Mr. DeMusz, stuck with a boat and a loan and no customer, filed suit. Borden moved for
summary judg- ment on the grounds that it had properly exercised its termination rights. The jury
found for Mr. DeMusz, the court of appeals affirmed, and Borden appealed.  
Judicial Opinion  
GARIBALDI, Justice 
The obligation to perform in good faith exists in every contract, including those contracts that
contain express and unambiguous provisions permitting either party to terminate the contract
without cause.  
Borden knew that Sons of Thunder depended on the income from its contract with Borden to pay
back the loan. Yet, Borden continuously breached that contract by never buying the required
amount of clams from the Sons of Thunder. Borden’s failure to honor the contract left Sons of
Thunder with insufficient revenue to support its financing for the Sons of Thunder.  

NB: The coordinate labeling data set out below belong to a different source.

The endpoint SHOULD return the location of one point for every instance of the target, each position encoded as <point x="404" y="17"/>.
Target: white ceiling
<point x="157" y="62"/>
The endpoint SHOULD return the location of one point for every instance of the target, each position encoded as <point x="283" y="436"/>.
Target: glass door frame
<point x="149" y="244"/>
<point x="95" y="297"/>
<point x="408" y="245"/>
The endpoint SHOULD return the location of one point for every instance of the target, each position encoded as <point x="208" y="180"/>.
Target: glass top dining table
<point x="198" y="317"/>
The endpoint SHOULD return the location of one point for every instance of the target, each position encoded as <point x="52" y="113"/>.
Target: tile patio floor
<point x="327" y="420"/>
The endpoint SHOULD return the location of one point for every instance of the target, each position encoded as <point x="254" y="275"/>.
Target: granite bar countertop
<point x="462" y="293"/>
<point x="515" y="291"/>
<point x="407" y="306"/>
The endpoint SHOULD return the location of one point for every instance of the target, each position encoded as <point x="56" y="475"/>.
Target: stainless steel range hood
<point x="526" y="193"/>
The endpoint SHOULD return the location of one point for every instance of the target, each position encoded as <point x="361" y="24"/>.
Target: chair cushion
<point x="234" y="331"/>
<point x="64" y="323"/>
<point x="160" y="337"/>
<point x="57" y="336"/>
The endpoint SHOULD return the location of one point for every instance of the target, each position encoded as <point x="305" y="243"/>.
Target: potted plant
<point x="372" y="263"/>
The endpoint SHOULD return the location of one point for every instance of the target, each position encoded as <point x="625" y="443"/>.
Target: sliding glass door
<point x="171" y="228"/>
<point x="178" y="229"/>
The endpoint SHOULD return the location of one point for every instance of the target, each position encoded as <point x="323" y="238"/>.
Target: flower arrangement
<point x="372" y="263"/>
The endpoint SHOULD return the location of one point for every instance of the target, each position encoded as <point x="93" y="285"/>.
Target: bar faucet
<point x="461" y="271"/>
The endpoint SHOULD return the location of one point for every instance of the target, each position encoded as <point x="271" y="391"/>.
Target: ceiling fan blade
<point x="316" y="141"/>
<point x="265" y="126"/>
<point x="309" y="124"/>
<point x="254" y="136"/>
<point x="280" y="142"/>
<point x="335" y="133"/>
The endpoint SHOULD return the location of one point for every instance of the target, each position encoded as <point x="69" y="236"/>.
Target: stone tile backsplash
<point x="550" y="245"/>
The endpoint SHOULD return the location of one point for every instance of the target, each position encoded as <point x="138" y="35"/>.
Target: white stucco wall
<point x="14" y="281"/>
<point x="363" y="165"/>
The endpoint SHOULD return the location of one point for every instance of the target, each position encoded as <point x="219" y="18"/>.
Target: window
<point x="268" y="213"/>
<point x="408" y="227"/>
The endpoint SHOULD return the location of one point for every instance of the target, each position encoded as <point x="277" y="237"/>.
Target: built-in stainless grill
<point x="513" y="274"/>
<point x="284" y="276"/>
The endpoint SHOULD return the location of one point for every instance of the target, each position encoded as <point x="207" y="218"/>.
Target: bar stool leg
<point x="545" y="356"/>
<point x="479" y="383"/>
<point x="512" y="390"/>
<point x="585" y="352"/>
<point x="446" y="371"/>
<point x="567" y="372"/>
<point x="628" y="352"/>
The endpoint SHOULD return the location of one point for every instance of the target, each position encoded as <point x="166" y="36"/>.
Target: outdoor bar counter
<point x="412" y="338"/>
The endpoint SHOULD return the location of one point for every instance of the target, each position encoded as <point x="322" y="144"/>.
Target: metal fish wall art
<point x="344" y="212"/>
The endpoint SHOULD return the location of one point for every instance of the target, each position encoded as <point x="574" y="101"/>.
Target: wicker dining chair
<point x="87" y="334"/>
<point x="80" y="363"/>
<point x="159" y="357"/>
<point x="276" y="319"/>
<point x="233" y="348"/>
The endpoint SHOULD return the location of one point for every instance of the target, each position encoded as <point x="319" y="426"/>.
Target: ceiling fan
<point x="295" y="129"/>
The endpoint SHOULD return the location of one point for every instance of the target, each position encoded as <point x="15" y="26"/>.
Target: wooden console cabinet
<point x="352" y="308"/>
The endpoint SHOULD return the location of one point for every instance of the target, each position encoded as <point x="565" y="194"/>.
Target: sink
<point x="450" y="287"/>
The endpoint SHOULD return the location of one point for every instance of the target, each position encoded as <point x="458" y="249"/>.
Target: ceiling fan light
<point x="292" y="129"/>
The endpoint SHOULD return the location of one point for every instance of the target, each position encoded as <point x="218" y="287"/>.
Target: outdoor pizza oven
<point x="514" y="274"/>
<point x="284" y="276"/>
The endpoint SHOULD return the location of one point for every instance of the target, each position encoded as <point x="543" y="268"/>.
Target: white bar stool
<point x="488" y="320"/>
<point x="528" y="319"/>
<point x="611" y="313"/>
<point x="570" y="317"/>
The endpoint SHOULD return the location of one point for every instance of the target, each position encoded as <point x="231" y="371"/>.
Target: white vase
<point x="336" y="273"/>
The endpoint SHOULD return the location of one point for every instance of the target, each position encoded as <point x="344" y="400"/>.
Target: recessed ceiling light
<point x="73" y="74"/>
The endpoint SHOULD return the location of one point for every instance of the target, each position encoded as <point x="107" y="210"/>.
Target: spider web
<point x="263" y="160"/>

Borden was also aware that Sons of Thunder was guaranteeing every loan that Sea Work had
taken to finance the rerigging and purchasing costs for the [boat]. Thus, Borden knew that the
corporations were dependent on each other, and that if one company failed, the other would most
likely fail.  
The final issue is whether the jury’s assessment of $412,000, approximately one year’s worth of
additional profits, for the breach of the implied covenant of good faith and fair dealing was a
reasonable verdict. Specifically, can a plaintiff recover lost profits for a breach of the implied
covenant of good faith and fair dealing? We agree with Judge Humphreys that the jury’s award
of one year’s additional profits “is a reasonable and fair estimate of ‘expectation damages.’”

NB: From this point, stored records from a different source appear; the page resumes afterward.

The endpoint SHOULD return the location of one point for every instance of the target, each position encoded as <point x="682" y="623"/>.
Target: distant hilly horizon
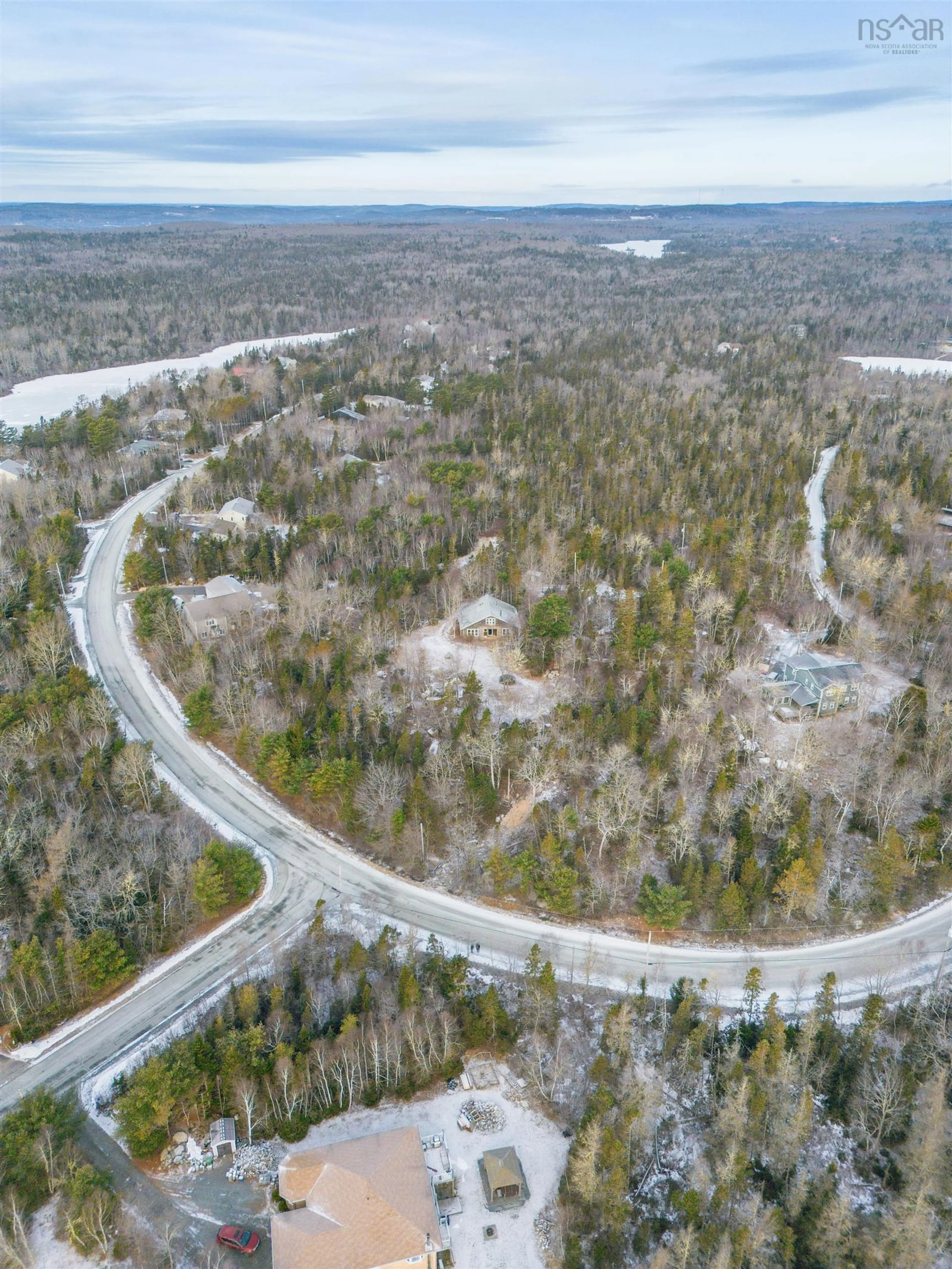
<point x="116" y="216"/>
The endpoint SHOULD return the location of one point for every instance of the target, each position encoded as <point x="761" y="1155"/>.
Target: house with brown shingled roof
<point x="366" y="1204"/>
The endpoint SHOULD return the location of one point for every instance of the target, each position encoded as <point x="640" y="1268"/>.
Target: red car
<point x="238" y="1239"/>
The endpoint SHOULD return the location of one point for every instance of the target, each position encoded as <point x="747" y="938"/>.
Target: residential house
<point x="813" y="683"/>
<point x="347" y="412"/>
<point x="226" y="605"/>
<point x="366" y="1204"/>
<point x="140" y="448"/>
<point x="503" y="1180"/>
<point x="238" y="512"/>
<point x="487" y="617"/>
<point x="384" y="403"/>
<point x="12" y="470"/>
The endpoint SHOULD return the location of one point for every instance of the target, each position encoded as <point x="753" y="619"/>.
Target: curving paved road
<point x="309" y="865"/>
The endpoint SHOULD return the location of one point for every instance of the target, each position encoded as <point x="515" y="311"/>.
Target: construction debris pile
<point x="256" y="1160"/>
<point x="482" y="1117"/>
<point x="545" y="1235"/>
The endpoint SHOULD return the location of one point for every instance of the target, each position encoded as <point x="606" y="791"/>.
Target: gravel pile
<point x="256" y="1160"/>
<point x="545" y="1231"/>
<point x="484" y="1116"/>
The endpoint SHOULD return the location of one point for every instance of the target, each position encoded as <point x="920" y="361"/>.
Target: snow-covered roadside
<point x="539" y="1143"/>
<point x="911" y="366"/>
<point x="51" y="395"/>
<point x="82" y="1022"/>
<point x="813" y="493"/>
<point x="649" y="249"/>
<point x="49" y="1250"/>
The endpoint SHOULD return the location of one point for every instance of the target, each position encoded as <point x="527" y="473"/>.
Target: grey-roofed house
<point x="138" y="448"/>
<point x="13" y="470"/>
<point x="813" y="683"/>
<point x="487" y="617"/>
<point x="503" y="1180"/>
<point x="225" y="606"/>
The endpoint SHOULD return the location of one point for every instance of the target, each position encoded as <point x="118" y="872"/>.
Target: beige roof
<point x="488" y="606"/>
<point x="503" y="1168"/>
<point x="369" y="1202"/>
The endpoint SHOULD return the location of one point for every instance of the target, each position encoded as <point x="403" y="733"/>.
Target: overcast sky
<point x="488" y="103"/>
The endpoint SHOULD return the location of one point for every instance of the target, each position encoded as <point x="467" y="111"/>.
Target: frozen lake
<point x="903" y="365"/>
<point x="48" y="398"/>
<point x="651" y="249"/>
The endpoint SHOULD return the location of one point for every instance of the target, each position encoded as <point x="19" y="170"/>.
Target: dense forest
<point x="540" y="419"/>
<point x="857" y="276"/>
<point x="649" y="525"/>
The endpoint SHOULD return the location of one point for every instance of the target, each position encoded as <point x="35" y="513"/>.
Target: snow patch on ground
<point x="831" y="1145"/>
<point x="911" y="366"/>
<point x="54" y="394"/>
<point x="82" y="1022"/>
<point x="539" y="1144"/>
<point x="649" y="249"/>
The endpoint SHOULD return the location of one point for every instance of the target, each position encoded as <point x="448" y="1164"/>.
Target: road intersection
<point x="309" y="865"/>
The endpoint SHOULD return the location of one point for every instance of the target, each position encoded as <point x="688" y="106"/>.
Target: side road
<point x="311" y="865"/>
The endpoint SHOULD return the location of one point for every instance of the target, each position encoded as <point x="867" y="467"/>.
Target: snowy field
<point x="54" y="394"/>
<point x="903" y="365"/>
<point x="539" y="1143"/>
<point x="652" y="249"/>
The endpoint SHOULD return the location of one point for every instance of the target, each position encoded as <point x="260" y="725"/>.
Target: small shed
<point x="221" y="1135"/>
<point x="503" y="1180"/>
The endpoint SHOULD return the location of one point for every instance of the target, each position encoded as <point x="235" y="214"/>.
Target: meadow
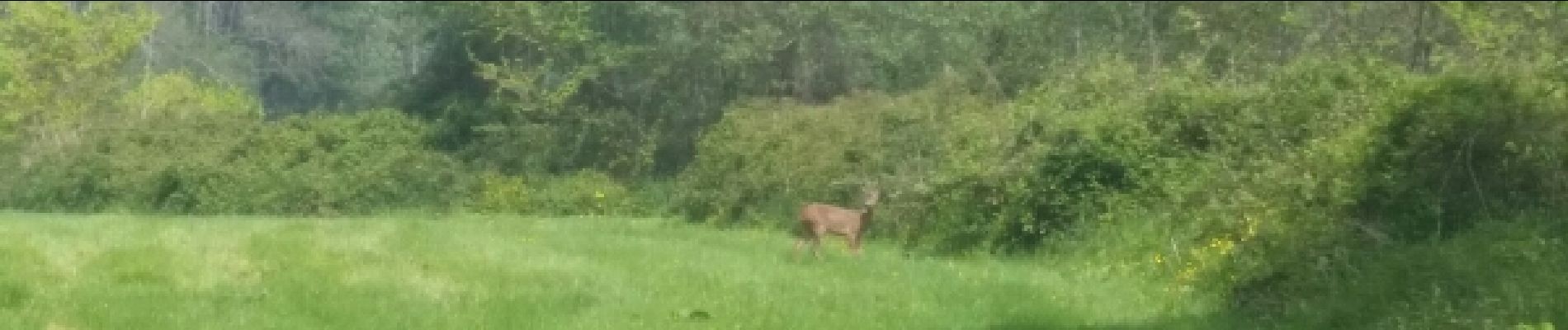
<point x="527" y="272"/>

Moreover, we agree with the trial court that lost profits are an appropriate remedy when a buyer
breaches the implied covenant of good faith and fair dealing.  
Case Questions  
1. Explain the nature of the relationships between Mr. DeMusz and Borden.  
2. What impact does “good faith” have on termination of a contract?  
3. What are the damages when there is a lack of good faith in the termination of a contract?